Roxanne A. Vaughan, principal investigator of the COBRE and Chester Fritz Distinguished Professor of Biochemistry and Molecular Biology at the SMHS, said, "This grant will significantly expand epigenetic research at UND by instituting a variety of programs that will support young investigators at early stages in their careers, establish core facilities and purchase major equipment, and assist with faculty mentoring and development. Together these programs will enhance research across multiple disciplines and elevate the research capacity of the university."

As an established biomedical research scientist, Vaughan was crucial in meeting the NIH's expectation that the principal investigator for the new COBRE must be able to ensure high quality research and has the experience to administer effectively and integrate all components of the program.

Vaughan will help support the projects of the new center's team members, who are early career investigators or those with established research programs in other fields whose research has led them to the exciting area of epigenetics and epigenomics research:

  • Lucia Carvelli, assistant professor of pharmacology, physiology, and therapeutics.
  • Archana Dhasarathy, assistant professor of biochemistry and molecular biology.
  • Sergei Nechaev, assistant professor of anatomy and cell biology.
  • Joyce Ohm, assistant professor of biochemistry and molecular biology.

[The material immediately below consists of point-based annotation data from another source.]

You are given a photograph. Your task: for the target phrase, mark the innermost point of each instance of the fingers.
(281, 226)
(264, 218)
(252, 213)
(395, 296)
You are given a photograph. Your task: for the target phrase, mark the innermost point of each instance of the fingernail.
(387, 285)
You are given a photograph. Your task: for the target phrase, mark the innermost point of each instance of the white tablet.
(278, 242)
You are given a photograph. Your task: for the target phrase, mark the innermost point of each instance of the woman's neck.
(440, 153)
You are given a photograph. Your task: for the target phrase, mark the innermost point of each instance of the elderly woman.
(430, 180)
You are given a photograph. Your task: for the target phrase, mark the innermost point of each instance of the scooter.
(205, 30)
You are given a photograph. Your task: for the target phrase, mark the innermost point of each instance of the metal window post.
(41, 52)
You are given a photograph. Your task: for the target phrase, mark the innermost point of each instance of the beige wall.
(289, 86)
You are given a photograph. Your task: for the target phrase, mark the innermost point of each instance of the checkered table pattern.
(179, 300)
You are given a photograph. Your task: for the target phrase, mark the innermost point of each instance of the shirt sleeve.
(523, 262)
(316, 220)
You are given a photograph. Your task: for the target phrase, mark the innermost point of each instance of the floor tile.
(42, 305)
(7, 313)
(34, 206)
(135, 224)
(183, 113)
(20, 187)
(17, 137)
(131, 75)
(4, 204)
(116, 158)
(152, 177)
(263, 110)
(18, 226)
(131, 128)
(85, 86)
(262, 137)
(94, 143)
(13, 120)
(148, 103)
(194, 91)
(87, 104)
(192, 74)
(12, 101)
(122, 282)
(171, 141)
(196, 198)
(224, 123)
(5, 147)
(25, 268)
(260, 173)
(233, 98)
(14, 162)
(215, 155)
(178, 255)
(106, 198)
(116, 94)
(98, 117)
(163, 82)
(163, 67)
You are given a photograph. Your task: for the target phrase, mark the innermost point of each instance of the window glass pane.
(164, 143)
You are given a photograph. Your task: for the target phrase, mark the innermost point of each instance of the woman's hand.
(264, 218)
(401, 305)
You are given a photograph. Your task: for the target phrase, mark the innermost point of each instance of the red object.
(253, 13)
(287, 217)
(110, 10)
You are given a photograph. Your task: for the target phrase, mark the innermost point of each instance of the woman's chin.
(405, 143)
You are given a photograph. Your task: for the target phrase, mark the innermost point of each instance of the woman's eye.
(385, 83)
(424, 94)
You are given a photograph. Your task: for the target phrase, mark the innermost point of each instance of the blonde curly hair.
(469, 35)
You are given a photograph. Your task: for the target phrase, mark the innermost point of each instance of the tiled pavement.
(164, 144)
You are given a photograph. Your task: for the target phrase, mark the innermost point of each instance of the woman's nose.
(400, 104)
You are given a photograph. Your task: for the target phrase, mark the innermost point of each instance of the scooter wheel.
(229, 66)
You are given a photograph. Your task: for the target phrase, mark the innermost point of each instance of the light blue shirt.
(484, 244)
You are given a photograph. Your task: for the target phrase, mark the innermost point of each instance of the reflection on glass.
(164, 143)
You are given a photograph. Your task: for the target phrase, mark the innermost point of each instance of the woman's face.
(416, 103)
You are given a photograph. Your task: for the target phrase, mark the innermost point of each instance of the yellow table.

The new center solidifies the efforts of the epigenetics research working group at UND, which has been meeting regularly since 2010 and has grown to include approximately twenty laboratories from three departments in the SMHS, as well as talented scientists from the College of Nursing, the College of Arts and Sciences, and the U.S. Department of Agriculture Grand Forks Human Nutrition Research Center.

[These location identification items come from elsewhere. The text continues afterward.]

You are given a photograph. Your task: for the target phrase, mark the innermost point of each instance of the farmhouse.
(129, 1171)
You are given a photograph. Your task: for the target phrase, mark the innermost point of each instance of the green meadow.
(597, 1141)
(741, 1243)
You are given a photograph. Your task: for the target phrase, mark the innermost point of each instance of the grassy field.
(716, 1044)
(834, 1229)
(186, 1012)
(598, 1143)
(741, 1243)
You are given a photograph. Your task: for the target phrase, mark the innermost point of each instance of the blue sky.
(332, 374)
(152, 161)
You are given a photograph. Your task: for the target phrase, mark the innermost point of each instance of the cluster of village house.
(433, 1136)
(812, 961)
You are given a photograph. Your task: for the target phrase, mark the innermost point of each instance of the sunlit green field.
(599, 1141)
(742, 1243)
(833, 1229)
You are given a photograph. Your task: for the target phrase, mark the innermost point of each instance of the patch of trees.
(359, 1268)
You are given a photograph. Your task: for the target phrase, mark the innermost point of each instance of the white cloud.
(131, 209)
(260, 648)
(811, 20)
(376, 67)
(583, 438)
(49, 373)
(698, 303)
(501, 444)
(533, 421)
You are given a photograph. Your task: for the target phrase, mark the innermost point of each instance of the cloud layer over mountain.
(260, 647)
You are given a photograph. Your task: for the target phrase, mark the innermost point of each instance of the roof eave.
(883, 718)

"Abnormal epigenetic regulation has been implicated in a variety of human diseases," said Joyce Ohm. "Those diseases include cancer, obesity, diabetes, infertility, and neurodegenerative disorders such as Alzheimer's disease or Parkinson's disease. Researchers at UND are actively working to understand the bases for these diseases and to develop new strategies for treatments or preventions."

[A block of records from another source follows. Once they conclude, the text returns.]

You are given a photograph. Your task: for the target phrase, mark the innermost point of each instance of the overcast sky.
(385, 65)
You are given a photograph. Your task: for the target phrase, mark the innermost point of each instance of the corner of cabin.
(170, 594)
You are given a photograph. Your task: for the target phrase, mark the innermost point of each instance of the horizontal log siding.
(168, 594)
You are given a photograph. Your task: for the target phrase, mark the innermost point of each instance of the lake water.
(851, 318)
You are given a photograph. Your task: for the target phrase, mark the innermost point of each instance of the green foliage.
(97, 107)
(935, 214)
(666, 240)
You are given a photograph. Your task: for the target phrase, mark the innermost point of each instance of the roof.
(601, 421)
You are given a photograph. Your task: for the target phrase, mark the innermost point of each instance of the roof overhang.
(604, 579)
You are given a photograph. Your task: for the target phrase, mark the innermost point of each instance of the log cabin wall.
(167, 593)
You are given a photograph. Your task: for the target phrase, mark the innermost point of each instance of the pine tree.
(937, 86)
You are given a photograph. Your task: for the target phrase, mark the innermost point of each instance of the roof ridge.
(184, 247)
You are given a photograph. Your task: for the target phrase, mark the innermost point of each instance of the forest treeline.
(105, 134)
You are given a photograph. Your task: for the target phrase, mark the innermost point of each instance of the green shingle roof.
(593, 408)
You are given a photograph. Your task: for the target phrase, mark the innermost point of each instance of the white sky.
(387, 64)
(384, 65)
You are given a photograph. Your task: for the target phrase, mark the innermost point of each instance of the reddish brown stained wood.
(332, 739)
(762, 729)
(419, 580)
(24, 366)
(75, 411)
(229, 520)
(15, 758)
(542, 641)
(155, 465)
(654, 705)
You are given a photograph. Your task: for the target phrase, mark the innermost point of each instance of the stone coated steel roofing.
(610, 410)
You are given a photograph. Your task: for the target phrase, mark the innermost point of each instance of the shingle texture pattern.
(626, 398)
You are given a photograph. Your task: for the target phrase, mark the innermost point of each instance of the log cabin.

Your DNA was once thought to hold your destiny chiseled in stone, the sole determinant of who you are or will be. However, scientists have recently found that your DNA is text that is editable by your epigenome, and this fluidity plays a pivotal role in whether you develop a disease based on the effect of environmental factors such as exposure to toxins and if you might pass this susceptibility to future generations. So the epigenome may alter the way genes are expressed, which can make even identical twins different.

Because analysis of the data for the human epigenome dwarfs the effort that took place to map the human genome, the UND scientists will rely on an expert in bioinformatics to help them sift through the mountain of information. Bioinformatics is the interdisciplinary field that uses the power of computers and statistics to analyze the wealth of information generated by biomedical researchers.

A part of the U.S. Department of Health and Human Services, the NIH is the nation's medical research agency. The NIH is the largest source of funding for medical research in the world. The mission of the NIH is to seek fundamental knowledge about the nature and behavior of living systems and the application of that knowledge to enhance health, lengthen life, and reduce illness and disability.